До этого задача с интервью казалась ему не такой пугающей, хотя и кусачей – ему не нужно было иметь хорошее воображение, чтобы различать ряд острых зубов и оскал, ведь работа предстояла не из легких. Например, постучать в дверь, и сделать это уверенно, чтобы находящейся за ней человек, а то и вовсе несколько, не подумал, что к нему пришел робкий посетитель, кем юноша и являлся, даже этого не скрывая. Испуг во взгляде, столь явственно пробирающийся в трепыхающееся сердце, готовое вот-вот выпрыгнуть из груди и убежать, сознание окутывал практически полностью, для убедительности оставляя жалкие крохи, - кончики пальцев мелко дрожали, а плотно сжатые губы вовсе потеряли здоровый оттенок. Ксавье не имел понятия, найдет ли в комнате нужного ему человека, и что сделает, если тот окажется не один, какие слова стоит произнести и как себя повести, чтобы расположить и настроить на нужный лад. Ведь мысли путались даже в голове, а перед глазами вальяжно проплывали желтые круги, нагоняя еще больше страха, - Сильверстайну было не только страшно, но и жарко, отчего юноша периодически вытирал ладони об одежду, стараясь делать это незаметно. Ему даже перед дверью стыдно было за свою нерешительность, что треснула с тихим хрустом, когда костяшки коснулись деревянной поверхности, разрушив подобие неловкой тишины.

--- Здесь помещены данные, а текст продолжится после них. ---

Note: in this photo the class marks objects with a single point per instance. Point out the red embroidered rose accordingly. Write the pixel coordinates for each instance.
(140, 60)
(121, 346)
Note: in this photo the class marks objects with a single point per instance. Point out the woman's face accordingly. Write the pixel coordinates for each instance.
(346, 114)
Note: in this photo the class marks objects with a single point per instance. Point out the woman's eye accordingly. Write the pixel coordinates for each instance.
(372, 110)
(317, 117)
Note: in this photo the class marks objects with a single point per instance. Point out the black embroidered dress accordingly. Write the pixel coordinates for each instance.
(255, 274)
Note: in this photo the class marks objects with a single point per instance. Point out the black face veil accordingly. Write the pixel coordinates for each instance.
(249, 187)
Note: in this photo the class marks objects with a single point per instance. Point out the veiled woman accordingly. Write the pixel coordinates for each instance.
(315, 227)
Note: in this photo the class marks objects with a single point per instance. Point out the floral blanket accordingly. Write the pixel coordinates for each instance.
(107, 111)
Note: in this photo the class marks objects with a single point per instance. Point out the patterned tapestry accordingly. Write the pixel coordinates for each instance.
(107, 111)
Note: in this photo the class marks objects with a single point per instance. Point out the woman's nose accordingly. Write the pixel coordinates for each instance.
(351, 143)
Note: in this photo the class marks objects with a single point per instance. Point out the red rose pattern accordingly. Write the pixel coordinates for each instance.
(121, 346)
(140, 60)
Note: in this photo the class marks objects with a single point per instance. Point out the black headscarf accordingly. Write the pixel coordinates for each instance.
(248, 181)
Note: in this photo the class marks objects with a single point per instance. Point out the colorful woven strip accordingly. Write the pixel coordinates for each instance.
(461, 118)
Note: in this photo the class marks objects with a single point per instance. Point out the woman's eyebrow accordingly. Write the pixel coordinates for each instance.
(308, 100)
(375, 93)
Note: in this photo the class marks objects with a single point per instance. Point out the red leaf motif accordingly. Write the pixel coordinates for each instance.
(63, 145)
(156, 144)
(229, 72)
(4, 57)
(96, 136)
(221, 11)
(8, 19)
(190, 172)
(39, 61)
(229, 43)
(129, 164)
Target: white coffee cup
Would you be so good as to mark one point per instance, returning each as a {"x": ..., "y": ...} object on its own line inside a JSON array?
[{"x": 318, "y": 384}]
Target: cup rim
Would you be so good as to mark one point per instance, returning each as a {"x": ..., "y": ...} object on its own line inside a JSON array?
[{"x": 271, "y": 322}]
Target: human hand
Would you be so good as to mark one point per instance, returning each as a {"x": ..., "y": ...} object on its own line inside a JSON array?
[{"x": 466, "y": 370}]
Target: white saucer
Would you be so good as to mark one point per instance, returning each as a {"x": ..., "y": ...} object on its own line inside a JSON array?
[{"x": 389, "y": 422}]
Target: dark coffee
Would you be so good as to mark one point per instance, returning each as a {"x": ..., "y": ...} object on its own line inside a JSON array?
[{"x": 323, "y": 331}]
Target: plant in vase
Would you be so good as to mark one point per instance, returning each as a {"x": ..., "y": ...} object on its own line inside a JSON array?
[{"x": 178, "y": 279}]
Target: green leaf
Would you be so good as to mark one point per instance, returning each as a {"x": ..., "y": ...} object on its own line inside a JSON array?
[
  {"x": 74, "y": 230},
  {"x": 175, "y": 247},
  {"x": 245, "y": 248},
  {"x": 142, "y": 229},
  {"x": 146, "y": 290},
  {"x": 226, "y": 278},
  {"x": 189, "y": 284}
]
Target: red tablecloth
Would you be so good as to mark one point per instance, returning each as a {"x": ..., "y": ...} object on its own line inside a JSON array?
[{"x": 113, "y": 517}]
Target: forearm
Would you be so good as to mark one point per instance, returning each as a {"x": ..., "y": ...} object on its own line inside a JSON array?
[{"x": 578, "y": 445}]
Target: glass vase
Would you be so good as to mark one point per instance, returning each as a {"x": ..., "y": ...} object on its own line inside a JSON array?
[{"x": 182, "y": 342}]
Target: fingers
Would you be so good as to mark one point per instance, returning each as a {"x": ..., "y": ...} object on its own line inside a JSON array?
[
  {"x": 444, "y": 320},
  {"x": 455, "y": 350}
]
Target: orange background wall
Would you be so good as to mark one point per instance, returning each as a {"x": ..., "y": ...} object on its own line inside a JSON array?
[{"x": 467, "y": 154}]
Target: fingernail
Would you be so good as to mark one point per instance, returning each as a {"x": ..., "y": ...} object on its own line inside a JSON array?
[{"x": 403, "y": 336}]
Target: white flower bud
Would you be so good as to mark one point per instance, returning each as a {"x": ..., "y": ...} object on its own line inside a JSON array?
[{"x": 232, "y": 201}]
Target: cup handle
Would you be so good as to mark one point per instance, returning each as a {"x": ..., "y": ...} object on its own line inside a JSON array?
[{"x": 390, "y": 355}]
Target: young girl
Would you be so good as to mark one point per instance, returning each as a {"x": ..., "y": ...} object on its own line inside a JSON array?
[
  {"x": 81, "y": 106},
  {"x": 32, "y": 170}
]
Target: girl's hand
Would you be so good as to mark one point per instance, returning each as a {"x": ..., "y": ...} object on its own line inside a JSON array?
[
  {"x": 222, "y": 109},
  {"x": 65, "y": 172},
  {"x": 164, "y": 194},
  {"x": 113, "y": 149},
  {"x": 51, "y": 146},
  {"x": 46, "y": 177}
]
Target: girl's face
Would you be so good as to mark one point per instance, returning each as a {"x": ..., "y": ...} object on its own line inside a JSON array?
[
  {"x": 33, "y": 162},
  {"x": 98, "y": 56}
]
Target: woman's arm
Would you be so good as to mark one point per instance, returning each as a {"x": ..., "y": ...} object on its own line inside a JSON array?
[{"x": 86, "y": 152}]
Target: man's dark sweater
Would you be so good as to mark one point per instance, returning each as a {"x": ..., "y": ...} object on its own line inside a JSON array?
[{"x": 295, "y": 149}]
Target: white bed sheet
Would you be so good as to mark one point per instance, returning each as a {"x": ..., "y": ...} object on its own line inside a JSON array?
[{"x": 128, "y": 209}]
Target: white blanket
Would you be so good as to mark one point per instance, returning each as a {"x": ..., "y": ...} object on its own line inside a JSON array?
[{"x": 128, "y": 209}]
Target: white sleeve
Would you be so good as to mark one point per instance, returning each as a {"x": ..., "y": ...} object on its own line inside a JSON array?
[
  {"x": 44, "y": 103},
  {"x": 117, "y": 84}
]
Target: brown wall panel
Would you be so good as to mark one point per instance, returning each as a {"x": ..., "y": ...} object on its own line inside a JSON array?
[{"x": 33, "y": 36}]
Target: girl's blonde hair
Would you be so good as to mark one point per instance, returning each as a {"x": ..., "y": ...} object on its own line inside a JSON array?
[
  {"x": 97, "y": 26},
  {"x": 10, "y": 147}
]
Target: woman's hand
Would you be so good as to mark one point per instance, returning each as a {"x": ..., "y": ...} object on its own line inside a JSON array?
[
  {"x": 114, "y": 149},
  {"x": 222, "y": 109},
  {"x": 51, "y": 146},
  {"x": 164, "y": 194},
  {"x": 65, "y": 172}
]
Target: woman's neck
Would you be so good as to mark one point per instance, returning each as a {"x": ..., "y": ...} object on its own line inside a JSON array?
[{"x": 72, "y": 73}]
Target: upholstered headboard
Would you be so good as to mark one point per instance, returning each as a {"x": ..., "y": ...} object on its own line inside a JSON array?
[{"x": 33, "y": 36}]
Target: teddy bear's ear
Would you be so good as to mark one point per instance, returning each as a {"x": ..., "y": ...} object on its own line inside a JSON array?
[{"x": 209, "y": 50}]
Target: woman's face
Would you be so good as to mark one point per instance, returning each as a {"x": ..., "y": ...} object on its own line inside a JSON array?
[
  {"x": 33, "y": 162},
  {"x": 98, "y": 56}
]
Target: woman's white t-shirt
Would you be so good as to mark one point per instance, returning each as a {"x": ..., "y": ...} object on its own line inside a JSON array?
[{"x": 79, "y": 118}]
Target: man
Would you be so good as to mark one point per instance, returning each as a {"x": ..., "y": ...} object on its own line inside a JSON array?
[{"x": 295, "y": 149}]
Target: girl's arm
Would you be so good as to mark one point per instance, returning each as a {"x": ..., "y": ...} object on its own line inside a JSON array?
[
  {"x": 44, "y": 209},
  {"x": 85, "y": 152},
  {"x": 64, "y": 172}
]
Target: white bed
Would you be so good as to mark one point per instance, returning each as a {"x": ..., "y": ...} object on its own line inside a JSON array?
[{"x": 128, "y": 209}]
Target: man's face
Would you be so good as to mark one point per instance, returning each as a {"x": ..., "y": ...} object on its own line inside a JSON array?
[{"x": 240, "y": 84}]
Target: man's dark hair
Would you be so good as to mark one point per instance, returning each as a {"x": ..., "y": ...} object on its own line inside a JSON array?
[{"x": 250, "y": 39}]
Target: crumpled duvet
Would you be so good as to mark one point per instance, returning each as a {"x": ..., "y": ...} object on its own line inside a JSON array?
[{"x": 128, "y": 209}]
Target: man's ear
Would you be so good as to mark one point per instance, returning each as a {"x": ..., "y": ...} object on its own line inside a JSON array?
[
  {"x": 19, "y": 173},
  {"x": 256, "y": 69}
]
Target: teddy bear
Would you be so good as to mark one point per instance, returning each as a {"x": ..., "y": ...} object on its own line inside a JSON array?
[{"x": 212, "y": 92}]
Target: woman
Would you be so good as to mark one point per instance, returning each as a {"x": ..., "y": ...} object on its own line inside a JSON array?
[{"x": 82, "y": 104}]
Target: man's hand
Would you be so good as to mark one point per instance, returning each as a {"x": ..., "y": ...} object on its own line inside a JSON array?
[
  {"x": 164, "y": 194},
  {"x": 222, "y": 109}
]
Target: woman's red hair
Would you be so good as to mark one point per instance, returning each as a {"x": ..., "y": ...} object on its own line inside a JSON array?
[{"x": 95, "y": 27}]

Выбранная им группа была новой и не такой уж известной, а опрашиваемые лишь пожимали плечами, когда знакомый утверждал, что в определенных кругах ее любят, в шутку добавляя, что самому юноше в этом никогда не убедиться. Почему – Ксавье так и не понял, но решил поверить, скрепив столь странный союз неловкой улыбкой. Правда, та практически сразу пропала, когда головы коснулась чужая ладонь, бесцеремонно обращаясь с конструкцией из волос, сооружаемой с утра из непослушных после душа прядей, - ее тут же заменили румянец и испуганный взгляд, которые и сейчас, перед дверью, дали о себе знать. Сердце так вовсе выпорхнуло на короткое мгновение из груди, заставив моргнуть и сглотнуть, – за дверью все же кто-то оказался, а юноша отчего-то посчитал неправильным отрывать людей от дел. Однако же уже оторвал, отчего, выдохнув и крепче вцепившись в ручку, потянул дверь на себя, осторожно заглядывая и позволяя себе сначала просунуть лишь нос, усыпанный веснушками, а потом и голову. Улыбка, что до этого не могла появиться на губах, вновь возникла, а Сильверстайн уже было открыл рот, но закрыл и виновато посмотрел на студента, совсем позабыв отрепетированную речь.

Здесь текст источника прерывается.